Nothing
#' Choice Reaction Time task, linear ballistic accumulator modeling
#'
#' @description
#' Hierarchical Bayesian Modeling of choice/reaction time data with the following parameters: "d" (boundary), "A" (upper boundary of starting point), "v" (drift rate), "tau" (non-decision time).
#' The model published in Annis, J., Miller, B. J., & Palmeri, T. J. (2016). Bayesian inference with Stan: A tutorial on adding custom distributions. Behavior research methods, 1-24.
#'
#' \strong{MODEL:}
#' Brown and Heathcote LBA model - multiple subjects. Note that this implementation estimates a different drift rate
#' for each condition-choice pair. For example, if the task involves deciding between two stimuli on each trial, and
#' there are two different conditions throughout the task (e.g. speed versus accuracy), a total of 4 (2 stimuli by 2 conditions)

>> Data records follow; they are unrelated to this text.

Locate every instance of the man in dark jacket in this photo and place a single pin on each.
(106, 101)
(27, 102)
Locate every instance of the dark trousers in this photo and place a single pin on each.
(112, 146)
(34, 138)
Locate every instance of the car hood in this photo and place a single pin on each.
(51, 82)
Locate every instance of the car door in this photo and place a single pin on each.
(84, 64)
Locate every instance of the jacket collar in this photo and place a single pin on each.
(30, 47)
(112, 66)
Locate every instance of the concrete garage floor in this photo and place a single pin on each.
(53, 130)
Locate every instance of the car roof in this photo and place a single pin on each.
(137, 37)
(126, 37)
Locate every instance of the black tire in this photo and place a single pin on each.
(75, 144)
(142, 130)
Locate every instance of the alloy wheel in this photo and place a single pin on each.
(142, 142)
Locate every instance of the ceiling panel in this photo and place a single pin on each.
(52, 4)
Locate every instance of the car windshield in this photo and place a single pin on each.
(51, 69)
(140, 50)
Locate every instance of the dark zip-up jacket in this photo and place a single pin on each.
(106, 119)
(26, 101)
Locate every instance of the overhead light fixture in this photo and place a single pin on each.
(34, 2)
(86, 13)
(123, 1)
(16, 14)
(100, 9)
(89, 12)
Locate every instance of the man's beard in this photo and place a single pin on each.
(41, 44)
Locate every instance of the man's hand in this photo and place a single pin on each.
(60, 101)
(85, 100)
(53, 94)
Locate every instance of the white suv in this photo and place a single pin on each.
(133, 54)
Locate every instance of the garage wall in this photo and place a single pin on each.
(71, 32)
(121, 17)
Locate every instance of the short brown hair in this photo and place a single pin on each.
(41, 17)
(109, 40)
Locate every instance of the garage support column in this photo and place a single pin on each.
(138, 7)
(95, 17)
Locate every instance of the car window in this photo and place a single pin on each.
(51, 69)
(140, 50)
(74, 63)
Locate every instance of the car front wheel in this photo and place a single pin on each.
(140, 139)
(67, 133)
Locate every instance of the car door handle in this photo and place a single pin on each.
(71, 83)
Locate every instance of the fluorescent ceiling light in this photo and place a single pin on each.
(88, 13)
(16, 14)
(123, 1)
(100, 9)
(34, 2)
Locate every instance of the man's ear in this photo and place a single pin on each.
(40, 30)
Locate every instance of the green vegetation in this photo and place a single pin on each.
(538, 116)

#' drift rates will be estimated. For details on implementation, see Annis et al. (2016).
#'
#' @param data A .txt file containing the data to be modeled. Data columns should be labelled as follows: "subjID", "choice", "RT", and "condition". See \bold{Details} below for more information.

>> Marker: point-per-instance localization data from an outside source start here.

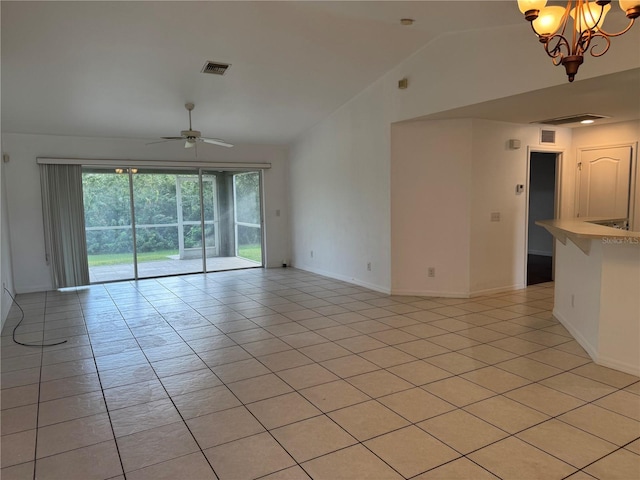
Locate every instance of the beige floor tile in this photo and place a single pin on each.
(379, 383)
(283, 410)
(205, 401)
(19, 396)
(134, 394)
(248, 458)
(190, 382)
(176, 366)
(284, 360)
(580, 387)
(567, 443)
(419, 372)
(221, 356)
(393, 337)
(141, 417)
(620, 465)
(487, 354)
(73, 434)
(193, 466)
(24, 471)
(411, 451)
(68, 387)
(416, 405)
(127, 376)
(606, 375)
(461, 469)
(259, 388)
(361, 343)
(623, 403)
(421, 348)
(517, 345)
(367, 420)
(495, 379)
(603, 423)
(312, 438)
(387, 357)
(223, 426)
(292, 473)
(462, 431)
(506, 414)
(307, 376)
(95, 462)
(529, 369)
(544, 399)
(634, 447)
(349, 366)
(19, 419)
(334, 395)
(455, 363)
(338, 332)
(233, 372)
(512, 458)
(18, 448)
(156, 445)
(352, 462)
(458, 391)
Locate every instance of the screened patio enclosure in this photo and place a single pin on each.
(150, 222)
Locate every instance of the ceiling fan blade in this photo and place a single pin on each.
(163, 141)
(215, 141)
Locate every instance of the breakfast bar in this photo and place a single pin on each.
(597, 288)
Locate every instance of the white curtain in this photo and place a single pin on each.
(63, 211)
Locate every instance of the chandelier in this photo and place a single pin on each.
(567, 44)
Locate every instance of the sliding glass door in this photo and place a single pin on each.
(144, 223)
(108, 226)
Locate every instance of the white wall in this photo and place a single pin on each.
(30, 271)
(430, 207)
(614, 134)
(339, 184)
(340, 168)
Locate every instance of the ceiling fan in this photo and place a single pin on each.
(191, 137)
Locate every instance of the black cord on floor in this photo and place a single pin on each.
(22, 318)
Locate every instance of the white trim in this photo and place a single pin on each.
(109, 162)
(344, 278)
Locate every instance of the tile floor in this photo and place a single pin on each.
(282, 374)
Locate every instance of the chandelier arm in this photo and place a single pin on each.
(604, 50)
(617, 34)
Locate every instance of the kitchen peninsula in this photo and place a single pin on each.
(597, 289)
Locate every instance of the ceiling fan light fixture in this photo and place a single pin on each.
(566, 33)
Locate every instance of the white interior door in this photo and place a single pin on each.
(604, 182)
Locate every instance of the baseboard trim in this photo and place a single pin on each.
(345, 278)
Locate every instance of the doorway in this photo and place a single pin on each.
(541, 206)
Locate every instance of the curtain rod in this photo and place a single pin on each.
(98, 162)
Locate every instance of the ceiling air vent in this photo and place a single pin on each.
(572, 119)
(548, 136)
(215, 68)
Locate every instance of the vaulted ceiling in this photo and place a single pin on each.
(126, 69)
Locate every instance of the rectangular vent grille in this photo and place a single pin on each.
(572, 119)
(215, 68)
(548, 136)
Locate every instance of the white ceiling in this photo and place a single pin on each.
(126, 69)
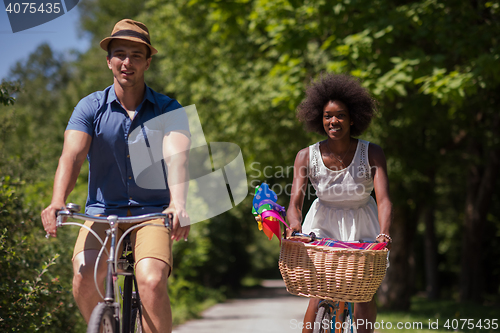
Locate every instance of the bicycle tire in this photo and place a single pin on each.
(347, 321)
(322, 318)
(102, 317)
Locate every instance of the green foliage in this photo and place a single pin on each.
(432, 65)
(33, 297)
(6, 90)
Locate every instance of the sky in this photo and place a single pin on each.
(61, 34)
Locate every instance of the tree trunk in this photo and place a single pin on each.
(430, 245)
(397, 287)
(480, 186)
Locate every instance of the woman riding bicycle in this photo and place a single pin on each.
(343, 171)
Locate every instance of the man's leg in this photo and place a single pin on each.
(152, 275)
(84, 289)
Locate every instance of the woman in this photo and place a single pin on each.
(344, 171)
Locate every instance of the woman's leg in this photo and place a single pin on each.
(367, 312)
(310, 315)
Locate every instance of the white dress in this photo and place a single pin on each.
(344, 209)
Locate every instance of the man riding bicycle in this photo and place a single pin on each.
(99, 129)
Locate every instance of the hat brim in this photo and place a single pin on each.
(105, 43)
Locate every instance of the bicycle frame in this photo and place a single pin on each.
(111, 295)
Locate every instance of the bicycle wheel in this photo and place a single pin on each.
(344, 323)
(103, 319)
(322, 323)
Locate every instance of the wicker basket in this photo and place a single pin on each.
(330, 273)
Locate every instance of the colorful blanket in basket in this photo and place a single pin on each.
(346, 245)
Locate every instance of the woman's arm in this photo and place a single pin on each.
(299, 187)
(378, 164)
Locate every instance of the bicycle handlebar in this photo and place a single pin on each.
(72, 211)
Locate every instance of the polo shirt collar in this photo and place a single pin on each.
(147, 96)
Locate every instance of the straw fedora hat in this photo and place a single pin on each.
(129, 30)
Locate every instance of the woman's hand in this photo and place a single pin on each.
(383, 238)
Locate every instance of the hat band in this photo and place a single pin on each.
(131, 33)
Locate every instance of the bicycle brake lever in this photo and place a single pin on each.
(168, 220)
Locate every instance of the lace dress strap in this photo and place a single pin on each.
(364, 164)
(314, 161)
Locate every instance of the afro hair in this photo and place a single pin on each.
(337, 87)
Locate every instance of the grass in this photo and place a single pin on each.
(427, 316)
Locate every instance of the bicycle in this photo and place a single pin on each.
(332, 315)
(106, 316)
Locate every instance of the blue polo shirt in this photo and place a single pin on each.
(112, 187)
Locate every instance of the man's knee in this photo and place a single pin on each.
(152, 274)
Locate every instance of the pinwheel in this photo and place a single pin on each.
(271, 214)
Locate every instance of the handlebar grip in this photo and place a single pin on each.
(73, 208)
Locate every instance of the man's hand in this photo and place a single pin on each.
(49, 218)
(179, 216)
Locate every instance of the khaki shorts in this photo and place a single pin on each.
(147, 242)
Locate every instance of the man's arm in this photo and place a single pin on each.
(75, 149)
(176, 145)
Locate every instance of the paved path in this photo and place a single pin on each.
(267, 309)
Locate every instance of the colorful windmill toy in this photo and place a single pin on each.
(271, 214)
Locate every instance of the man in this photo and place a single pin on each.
(99, 129)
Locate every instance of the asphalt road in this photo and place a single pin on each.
(262, 310)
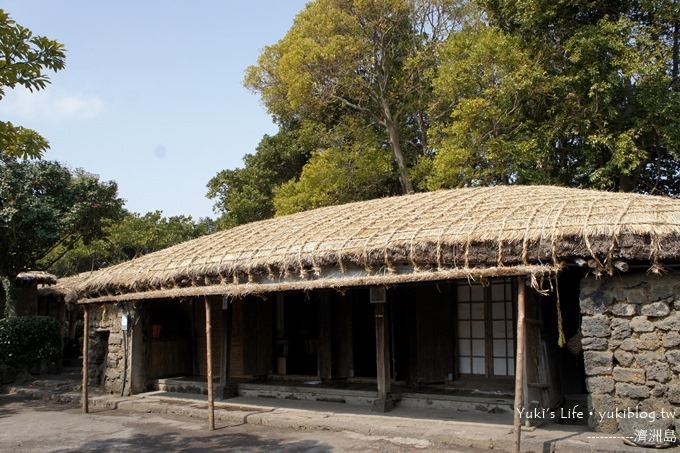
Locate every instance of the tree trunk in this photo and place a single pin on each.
(676, 55)
(395, 143)
(9, 288)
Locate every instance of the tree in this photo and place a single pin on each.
(370, 59)
(349, 167)
(487, 93)
(611, 93)
(44, 206)
(24, 58)
(131, 236)
(246, 194)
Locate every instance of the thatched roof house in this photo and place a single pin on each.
(451, 317)
(500, 231)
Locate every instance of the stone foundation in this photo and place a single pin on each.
(106, 371)
(631, 352)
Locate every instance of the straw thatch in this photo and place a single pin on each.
(506, 230)
(65, 287)
(34, 278)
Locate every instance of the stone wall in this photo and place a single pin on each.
(105, 326)
(631, 350)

#' @param niter Number of iterations, including warm-up.
#' @param nwarmup Number of iterations used for warm-up only.
#' @param nchain Number of chains to be run.
#' @param ncore Integer value specifying how many CPUs to run the MCMC sampling on. Defaults to 1.

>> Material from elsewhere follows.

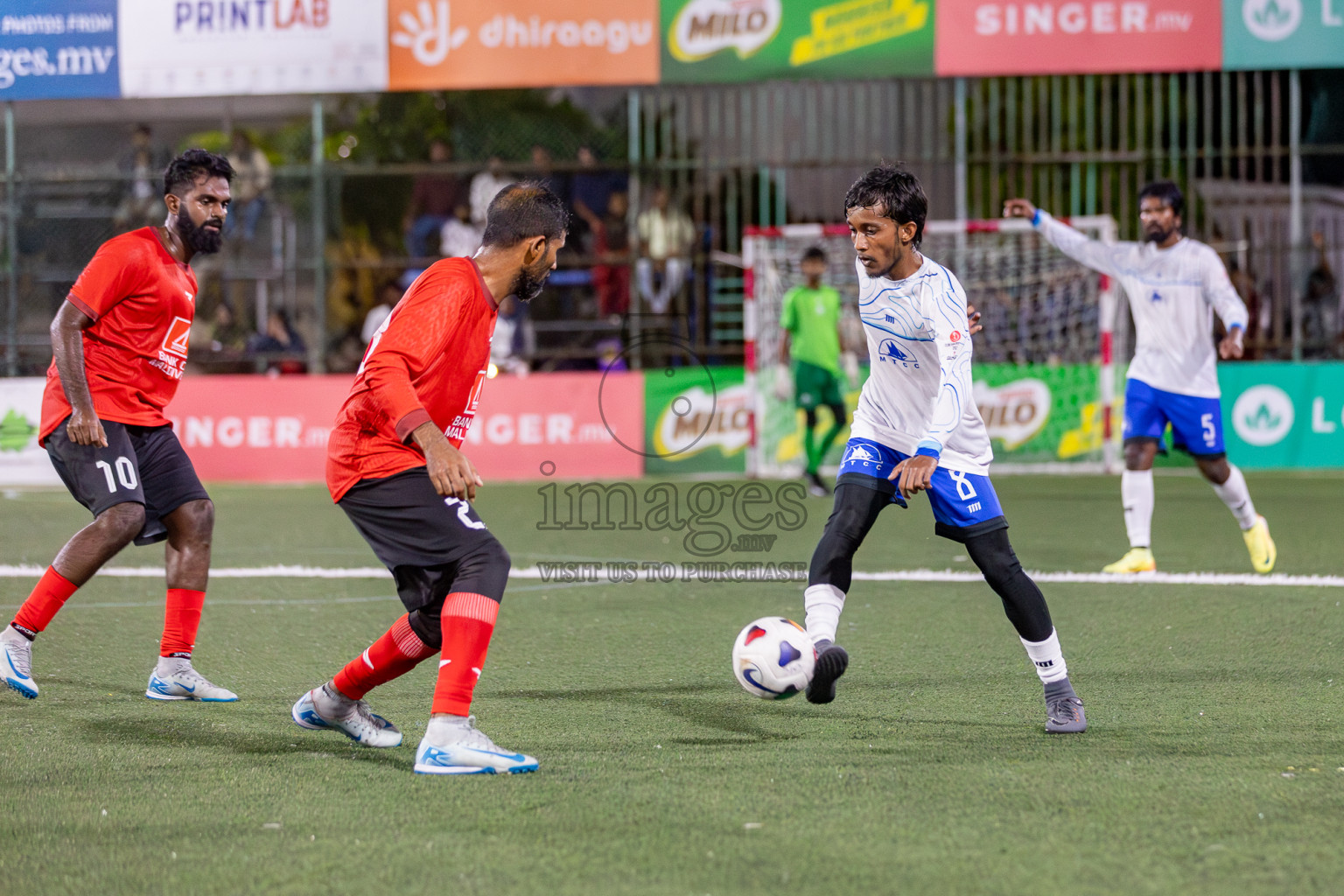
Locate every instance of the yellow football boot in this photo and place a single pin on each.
(1138, 560)
(1261, 546)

#' @param nthin Every \code{i == nthin} sample will be used to generate the posterior distribution. Defaults to 1. A higher number can be used when auto-correlation within the MCMC sampling is high.
#' @param inits Character value specifying how the initial values should be generated. Options are "fixed" or "random" or your own initial values.
#' @param indPars Character value specifying how to summarize individual parameters. Current options are: "mean", "median", or "mode".
#' @param saveDir Path to directory where .RData file of model output (\code{modelData}) can be saved. Leave blank if not interested.
#' @param modelRegressor Exporting model-based regressors? TRUE or FALSE. Currently not available for this model.
#' @param vb Use variational inference to approximately draw from a posterior distribution. Defaults to FALSE.
#' @param inc_postpred Include trial-level posterior predictive simulations in model output (may greatly increase file size). Defaults to FALSE.
#' @param adapt_delta Floating point number representing the target acceptance probability of a new sample in the MCMC chain. Must be between 0 and 1. See \bold{Details} below.
#' @param stepsize Integer value specifying the size of each leapfrog step that the MCMC sampler can take on each new iteration. See \bold{Details} below.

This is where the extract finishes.